About 25% of women currently work in the Ukrainian IT industry. A third of the management of IT companies is led by women. Sergey Tokarev, the founding partner of Roosh and Reface investor, states that the number of women in Ukrainian IT is insufficient. The businessman shared his insights on how to improve the current situation.
For a long time, IT and the whole tech sector were considered unattainable for women. Even now, many girls still face stereotypes that this is only a “male” domain. Most often girls and young women are told that they are trying to find a partner in such companies, or they can just be partly involved in positions like HR or QA engineer.
These are the grounds why Ukrainian women fear starting their career in IT. Sergey Tokarev states that the industry will be deprived of talented experts who could make a meaningful contribution to Ukraine’s IT sector.

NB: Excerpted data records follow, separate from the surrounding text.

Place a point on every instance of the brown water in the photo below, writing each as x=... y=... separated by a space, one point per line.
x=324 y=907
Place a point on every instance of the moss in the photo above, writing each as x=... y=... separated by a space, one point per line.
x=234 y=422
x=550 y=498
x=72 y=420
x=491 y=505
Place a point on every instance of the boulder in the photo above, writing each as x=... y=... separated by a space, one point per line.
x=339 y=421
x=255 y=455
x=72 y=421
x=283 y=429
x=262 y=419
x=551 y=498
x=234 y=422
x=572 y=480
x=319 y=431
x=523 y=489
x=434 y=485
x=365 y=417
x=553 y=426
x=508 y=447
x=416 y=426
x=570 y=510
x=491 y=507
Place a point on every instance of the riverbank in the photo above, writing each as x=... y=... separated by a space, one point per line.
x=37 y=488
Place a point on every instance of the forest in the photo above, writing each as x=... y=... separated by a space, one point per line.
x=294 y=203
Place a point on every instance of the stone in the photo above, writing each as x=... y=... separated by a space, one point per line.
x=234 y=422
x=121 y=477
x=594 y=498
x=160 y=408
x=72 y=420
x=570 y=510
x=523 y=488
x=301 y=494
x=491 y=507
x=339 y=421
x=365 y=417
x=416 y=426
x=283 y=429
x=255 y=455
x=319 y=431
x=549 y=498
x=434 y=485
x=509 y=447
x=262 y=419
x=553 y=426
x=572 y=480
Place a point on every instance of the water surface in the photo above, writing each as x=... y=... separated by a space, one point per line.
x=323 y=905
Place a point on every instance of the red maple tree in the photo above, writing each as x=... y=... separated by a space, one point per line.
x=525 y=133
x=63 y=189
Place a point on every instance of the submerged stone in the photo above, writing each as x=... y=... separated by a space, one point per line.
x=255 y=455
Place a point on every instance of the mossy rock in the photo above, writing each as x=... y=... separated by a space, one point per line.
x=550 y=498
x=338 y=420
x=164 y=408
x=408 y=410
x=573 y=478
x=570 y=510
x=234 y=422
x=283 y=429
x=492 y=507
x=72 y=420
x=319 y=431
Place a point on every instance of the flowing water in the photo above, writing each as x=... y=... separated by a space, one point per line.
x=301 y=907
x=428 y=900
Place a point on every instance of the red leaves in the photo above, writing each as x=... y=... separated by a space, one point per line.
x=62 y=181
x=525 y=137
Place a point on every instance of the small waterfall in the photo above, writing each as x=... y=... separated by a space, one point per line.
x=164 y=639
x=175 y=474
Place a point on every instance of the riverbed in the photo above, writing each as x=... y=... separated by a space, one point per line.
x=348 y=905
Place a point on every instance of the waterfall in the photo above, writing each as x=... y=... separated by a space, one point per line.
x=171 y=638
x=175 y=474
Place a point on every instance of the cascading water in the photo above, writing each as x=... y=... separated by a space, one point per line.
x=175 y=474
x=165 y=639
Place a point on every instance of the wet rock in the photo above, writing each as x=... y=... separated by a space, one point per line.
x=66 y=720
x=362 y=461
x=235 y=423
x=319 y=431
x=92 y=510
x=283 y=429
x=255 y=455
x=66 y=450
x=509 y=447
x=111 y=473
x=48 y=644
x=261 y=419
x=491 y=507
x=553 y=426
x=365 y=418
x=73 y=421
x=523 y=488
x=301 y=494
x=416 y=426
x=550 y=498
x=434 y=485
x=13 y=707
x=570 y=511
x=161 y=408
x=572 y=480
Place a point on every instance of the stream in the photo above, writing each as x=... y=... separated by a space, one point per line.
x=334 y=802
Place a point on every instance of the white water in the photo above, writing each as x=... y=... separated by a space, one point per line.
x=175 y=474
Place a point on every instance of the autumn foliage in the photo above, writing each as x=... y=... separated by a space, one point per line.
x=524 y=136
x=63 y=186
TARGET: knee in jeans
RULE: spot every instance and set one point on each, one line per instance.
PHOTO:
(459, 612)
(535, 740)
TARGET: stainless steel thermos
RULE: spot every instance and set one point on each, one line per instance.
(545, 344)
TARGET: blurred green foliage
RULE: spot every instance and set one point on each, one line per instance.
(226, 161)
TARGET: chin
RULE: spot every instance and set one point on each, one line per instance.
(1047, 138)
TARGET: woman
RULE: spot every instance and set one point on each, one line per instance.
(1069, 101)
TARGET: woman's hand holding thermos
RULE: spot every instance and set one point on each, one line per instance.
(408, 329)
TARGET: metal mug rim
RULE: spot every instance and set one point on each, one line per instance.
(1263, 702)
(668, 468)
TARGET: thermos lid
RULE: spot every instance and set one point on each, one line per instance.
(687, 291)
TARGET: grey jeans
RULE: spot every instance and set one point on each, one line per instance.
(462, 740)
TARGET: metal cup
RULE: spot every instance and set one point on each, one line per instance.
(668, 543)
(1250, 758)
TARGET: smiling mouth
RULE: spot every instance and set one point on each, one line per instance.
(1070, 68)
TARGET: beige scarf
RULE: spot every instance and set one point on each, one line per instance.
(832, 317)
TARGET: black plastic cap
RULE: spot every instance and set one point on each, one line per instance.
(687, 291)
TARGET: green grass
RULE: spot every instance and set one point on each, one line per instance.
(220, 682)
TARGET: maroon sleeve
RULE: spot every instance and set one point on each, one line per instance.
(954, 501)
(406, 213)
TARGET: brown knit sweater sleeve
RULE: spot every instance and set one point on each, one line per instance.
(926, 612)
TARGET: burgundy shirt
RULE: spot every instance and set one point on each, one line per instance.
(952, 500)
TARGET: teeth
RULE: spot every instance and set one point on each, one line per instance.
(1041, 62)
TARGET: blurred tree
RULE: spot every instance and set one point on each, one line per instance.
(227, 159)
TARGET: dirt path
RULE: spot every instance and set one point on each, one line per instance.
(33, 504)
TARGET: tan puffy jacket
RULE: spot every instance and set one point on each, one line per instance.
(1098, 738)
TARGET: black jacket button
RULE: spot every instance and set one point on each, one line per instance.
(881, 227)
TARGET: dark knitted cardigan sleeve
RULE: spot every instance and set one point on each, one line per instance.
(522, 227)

Today, IT needs a larger number of professionals, including in data science, machine learning, artificial intelligence, and cybersecurity.
“To solve this problem, it is necessary to create thematic clubs and communities,” explains Tokarev. “This way, every girl interested in IT can find a role model in this profession and can turn to like-minded people for advice or support.”

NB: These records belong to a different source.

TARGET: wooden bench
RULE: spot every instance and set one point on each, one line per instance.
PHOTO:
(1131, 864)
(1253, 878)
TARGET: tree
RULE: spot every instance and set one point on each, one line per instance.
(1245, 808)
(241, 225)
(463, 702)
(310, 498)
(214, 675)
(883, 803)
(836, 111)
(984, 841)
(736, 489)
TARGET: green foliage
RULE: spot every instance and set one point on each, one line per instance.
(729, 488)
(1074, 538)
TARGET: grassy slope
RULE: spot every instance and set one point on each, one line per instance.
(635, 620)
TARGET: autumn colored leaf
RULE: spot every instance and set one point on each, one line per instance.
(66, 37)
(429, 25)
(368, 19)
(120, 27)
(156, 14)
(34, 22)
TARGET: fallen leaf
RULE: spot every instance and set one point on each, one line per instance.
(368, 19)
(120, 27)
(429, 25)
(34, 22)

As an example, Sergey Tokarev talks about the SHE is SCIENCE project launched by NGO STEM is FEM, which encourages girls to build careers in STEM. The project aims at introducing participants to the careers of 12 prominent Ukrainian female scientists who made significant contributions to the fields of science and IT. The project featured 12 portraits of women who worked in science and IT, including Kateryna Yushchenko, a programmer who developed a formal language for addressable computer programming, and Olga Perevozchikova, a scientist who helped develop state programming standards in Ukraine.

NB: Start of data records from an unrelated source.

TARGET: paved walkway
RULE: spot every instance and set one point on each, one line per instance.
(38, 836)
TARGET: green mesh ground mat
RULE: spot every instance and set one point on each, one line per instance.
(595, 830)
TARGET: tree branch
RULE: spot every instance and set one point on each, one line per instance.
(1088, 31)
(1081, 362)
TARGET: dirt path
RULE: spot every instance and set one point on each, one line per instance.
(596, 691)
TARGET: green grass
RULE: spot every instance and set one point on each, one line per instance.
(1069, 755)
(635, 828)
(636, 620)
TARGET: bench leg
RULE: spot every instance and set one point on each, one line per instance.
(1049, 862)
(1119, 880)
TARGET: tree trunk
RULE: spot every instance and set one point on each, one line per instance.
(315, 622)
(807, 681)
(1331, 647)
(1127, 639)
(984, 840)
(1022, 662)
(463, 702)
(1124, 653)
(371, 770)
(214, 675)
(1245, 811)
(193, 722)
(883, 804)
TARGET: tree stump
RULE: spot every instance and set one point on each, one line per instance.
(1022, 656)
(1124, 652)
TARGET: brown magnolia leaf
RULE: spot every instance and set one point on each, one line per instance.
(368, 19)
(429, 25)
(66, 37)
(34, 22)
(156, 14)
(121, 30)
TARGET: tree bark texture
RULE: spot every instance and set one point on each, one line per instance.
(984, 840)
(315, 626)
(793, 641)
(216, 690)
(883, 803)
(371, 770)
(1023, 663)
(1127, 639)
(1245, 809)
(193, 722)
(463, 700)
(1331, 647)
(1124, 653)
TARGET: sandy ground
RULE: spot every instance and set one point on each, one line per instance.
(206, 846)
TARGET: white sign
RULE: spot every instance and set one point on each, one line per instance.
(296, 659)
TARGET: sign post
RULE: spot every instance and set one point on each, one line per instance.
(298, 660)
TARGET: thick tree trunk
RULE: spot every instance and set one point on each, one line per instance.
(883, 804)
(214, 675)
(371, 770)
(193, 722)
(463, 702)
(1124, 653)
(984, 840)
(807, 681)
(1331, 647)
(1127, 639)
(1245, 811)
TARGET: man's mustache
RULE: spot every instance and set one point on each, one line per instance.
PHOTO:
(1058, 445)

The project includes a hands-on component where girls may get a better understanding of IT. The project began free IT classes for schoolgirls aged 12 – 16 last year with the assistance of Oracle and in collaboration with the Swiss charity Empowerment Lab. The girls could enroll in courses on data-driven web apps, app prototyping, and machine learning. This method enables girls to identify their areas of interest in IT.
Sergey Tokarev emphasizes the need of maintaining their attention by offering a suitable high education.
”Last summer, SET University, which specializes exclusively in technology, organized a cybersecurity course for teenagers. The courses were for both girls and boys, yet girls made up 30% of the total number of course participants. There is indeed a demand for IT among girls. They need to be supported and motivated. Therefore, the university plans to open scholarship programs for girls later,” adds Tokarev.
Supporting females as they develop their careers in specialized communities is another crucial factor. Sergey Tokarev exemplifies AI HOUSE, a professional community club that brings together local and international IT experts in AI and ML. This community arranges for girls to get regular training. Around 25% of women make up the group at the moment, but more specialists will likely join it in the near future, according to the project’s administrators.